BRUSSELS (AP) — EU President Donald Tusk has turned on the European Commission for opening a case to see if changes to key Polish laws meet the bloc’s rule of law demands, adding a new twist to the simmering dispute over the laws.

Tusk, a former Polish prime minister, made the comments after a meeting with Polish President Andrzej Duda, in which the two leaders sought to play down the dispute between the EU and Warsaw over the constitutional court and media legislation.

Tusk and Duda — from opposing political camps in Poland — said the bile from politicians on both sides should stop since it overshadows the deep cooperation between the EU and Poland.

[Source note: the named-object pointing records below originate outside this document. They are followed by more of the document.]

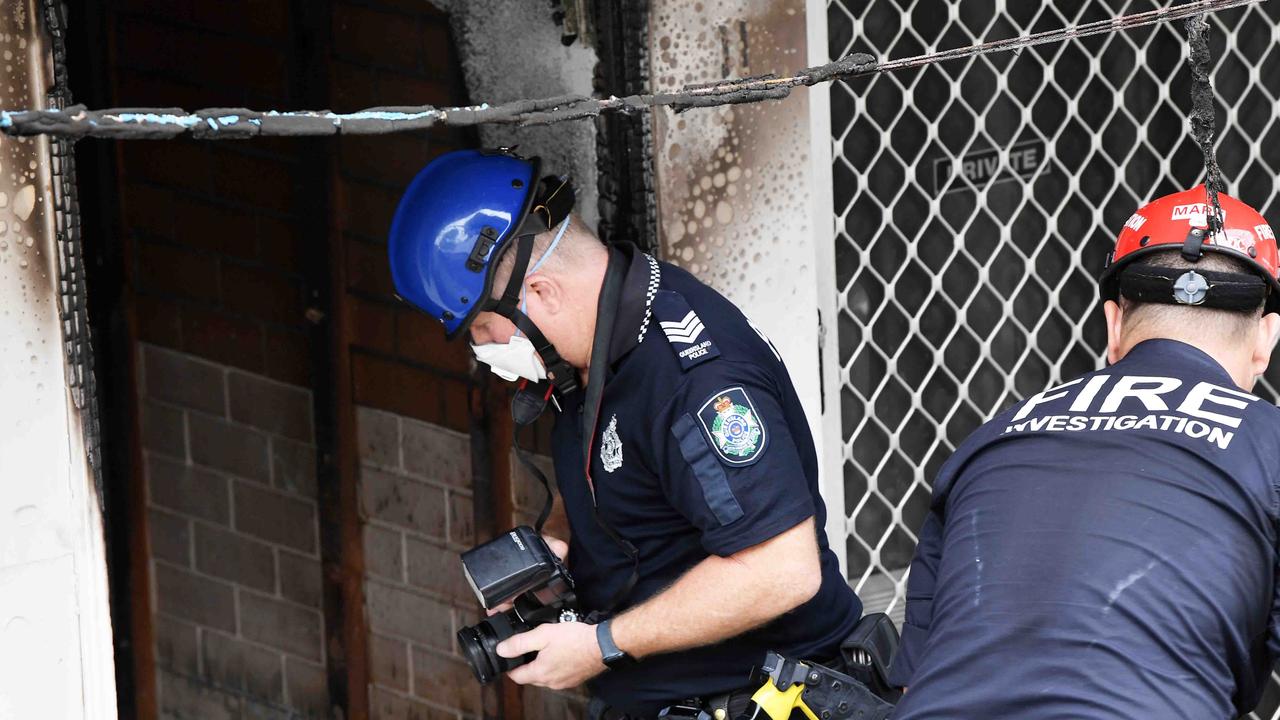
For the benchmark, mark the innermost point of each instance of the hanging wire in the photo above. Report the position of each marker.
(1203, 127)
(213, 123)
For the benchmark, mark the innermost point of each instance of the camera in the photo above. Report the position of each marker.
(521, 569)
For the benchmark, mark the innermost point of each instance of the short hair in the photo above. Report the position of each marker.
(1156, 317)
(577, 244)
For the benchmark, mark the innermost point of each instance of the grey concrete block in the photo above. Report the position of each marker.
(170, 537)
(438, 569)
(462, 527)
(177, 646)
(192, 597)
(183, 379)
(383, 554)
(379, 438)
(241, 666)
(403, 502)
(164, 429)
(234, 557)
(275, 518)
(388, 662)
(293, 466)
(188, 490)
(300, 578)
(309, 688)
(398, 613)
(184, 698)
(270, 405)
(227, 446)
(282, 625)
(435, 454)
(385, 705)
(446, 679)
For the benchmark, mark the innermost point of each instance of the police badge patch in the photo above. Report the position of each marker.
(732, 425)
(611, 446)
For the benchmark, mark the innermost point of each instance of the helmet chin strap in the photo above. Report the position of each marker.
(558, 370)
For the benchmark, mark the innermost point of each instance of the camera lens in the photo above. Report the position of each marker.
(479, 642)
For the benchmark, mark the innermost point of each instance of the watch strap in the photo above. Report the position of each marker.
(609, 651)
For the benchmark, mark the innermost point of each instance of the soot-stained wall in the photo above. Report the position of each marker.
(513, 50)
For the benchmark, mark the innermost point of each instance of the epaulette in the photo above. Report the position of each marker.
(688, 336)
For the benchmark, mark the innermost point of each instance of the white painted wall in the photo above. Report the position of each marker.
(55, 633)
(744, 192)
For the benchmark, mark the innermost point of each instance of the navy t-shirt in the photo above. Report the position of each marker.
(700, 449)
(1106, 548)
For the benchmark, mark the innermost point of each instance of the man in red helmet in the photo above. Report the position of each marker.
(1107, 547)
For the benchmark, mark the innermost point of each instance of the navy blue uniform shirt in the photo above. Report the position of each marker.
(700, 449)
(1106, 548)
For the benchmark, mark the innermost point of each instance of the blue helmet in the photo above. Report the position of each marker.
(451, 227)
(461, 213)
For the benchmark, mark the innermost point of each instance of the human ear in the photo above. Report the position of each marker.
(547, 292)
(1115, 324)
(1265, 342)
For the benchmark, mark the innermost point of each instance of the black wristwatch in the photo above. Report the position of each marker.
(609, 652)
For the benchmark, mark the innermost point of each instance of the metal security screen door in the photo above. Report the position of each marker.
(974, 205)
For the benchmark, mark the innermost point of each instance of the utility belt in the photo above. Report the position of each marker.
(854, 686)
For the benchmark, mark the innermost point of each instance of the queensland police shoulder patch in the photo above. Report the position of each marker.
(732, 427)
(685, 331)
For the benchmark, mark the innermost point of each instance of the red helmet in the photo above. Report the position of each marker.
(1180, 222)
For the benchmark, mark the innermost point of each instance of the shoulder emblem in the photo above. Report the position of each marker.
(685, 331)
(611, 446)
(732, 425)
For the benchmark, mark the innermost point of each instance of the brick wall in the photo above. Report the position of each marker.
(416, 501)
(216, 264)
(234, 559)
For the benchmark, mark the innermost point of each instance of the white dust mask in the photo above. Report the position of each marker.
(512, 360)
(517, 359)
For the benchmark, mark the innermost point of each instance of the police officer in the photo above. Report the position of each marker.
(681, 450)
(1107, 547)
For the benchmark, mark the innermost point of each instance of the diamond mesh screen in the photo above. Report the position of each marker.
(974, 205)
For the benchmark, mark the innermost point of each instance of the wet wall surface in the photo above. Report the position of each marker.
(55, 651)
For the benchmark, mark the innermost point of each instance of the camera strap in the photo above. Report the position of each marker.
(597, 376)
(526, 405)
(530, 400)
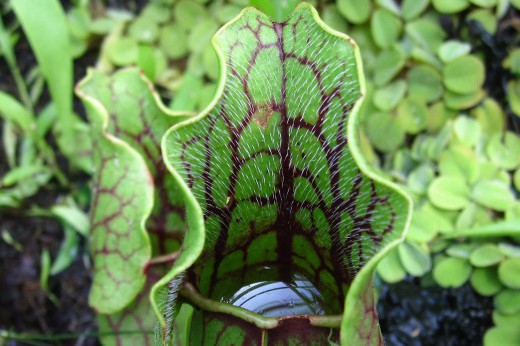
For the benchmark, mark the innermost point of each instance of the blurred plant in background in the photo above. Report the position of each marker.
(440, 116)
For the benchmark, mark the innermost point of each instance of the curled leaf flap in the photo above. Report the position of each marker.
(271, 155)
(127, 121)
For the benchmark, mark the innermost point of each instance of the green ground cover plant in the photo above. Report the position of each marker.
(439, 119)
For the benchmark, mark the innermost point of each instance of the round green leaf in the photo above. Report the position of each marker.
(467, 130)
(504, 150)
(411, 114)
(493, 194)
(420, 178)
(451, 272)
(506, 320)
(413, 8)
(459, 161)
(123, 51)
(509, 273)
(513, 88)
(156, 12)
(464, 75)
(390, 268)
(143, 29)
(438, 115)
(461, 250)
(355, 11)
(490, 116)
(453, 49)
(426, 33)
(390, 6)
(385, 28)
(486, 18)
(173, 41)
(484, 3)
(387, 65)
(512, 62)
(451, 193)
(463, 101)
(516, 179)
(508, 301)
(188, 14)
(210, 61)
(509, 250)
(450, 6)
(503, 336)
(200, 36)
(415, 260)
(387, 97)
(384, 132)
(424, 83)
(486, 255)
(485, 281)
(227, 12)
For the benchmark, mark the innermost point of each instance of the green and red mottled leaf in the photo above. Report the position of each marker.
(137, 211)
(273, 167)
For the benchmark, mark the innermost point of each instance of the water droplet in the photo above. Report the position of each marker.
(262, 291)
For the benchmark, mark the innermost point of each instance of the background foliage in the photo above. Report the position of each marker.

Poland’s new conservative government, led by the Law and Justice party, last month took steps to gain influence in the constitutional tribunal, which is supposed to be an independent arbiter. In addition, Duda last week signed a law that heads toward giving the government full control of state radio and television.

Critics say both moves undermine the tenets of Western democracy and last week the EU’s executive Commission decided to carry out a preliminary assessment of the new laws, the first step in a drawn-out procedure that could ultimately lead to suspending Polish voting rights in the 28-nation bloc.

It dramatically increased the stakes in the dispute, something Tusk wanted to avoid. In a rare case of public criticism among EU institutions, Tusk said that “I can imagine this goal could be achieved by other methods, not necessarily triggering this procedure.”

“I am not very enthusiastic about it,” he added, and insisted he would make sure it is not discussed at the next EU summits of government leaders that he hosts.

Tusk acknowledged that Poland’s “reputation has been shaken slightly” by the introduction of the new laws, but insisted it was not enough to merit the verbal onslaught on his nation.

He said commentators and politicians should refrain from “hysterical behavior” and insisted that “the interests of Poland and the EU are basically the same.”

Duda, for his part, said that “I can assure you that nothing exceptional is happening in Poland.”

On Tuesday, Polish Prime Minister Beata Szydlo will address the European Parliament, where several leading parties have already criticized the Polish measures.